Banking Elites Slam Yellen, Call for Public Banks & Breakup of Big Wall Street

http://www.publicbankinginstitute.org/these_banking_elites_just_called_for_public_banks_breakup_of_big_wall_street

A former top Federal Reserve policy adviser, and the president of the Federal Reserve Bank of Minneapolis, have stunned the banking world by calling for public banks and the breakup of big banks.

Andrew Levin is surely one of the most (formerly) high-ranking monetary policy advisors to call for publicly-owned banks, in this case calling for the Fed's 12 regional outposts to be made government entities rather than privately-owned banks. At the beginning of this week, he called "for the Fed's 12 regional outposts to be made government entities, rather than owned, as they have been since their inception more than a century ago, by the banks they regulate."
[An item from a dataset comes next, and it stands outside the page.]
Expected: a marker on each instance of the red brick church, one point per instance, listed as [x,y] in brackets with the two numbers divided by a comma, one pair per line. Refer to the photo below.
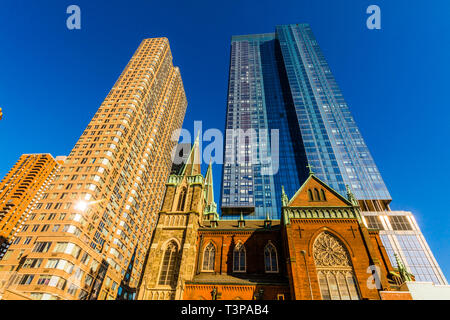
[319,250]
And Minneapolis Fed President Neel Kashkari used to be the "bailout czar" in Washington, "charged with overseeing the Troubled Asset Relief Program during the financial crisis," according to Jordan Weissmann, senior business and economics correspondent for Slate. In other words, Kashkari helped design TARP and other programs to save the big banks he now wants to break up.

Consciousness of banking as a public utility seems to underlie not only the two gentlemen's policy ideas, but the media as well.
The Reuters reporters who wrote on Levin's call for public regional fed banks pointed out in their piece that "the U.S. central bank is the world's only major central bank that is not fully public."And actually, Kashkari's call for "turning large banks into public utilities by forcing them to hold so much capital that they virtually can’t fail" is an offhanded call for banking in the public interest.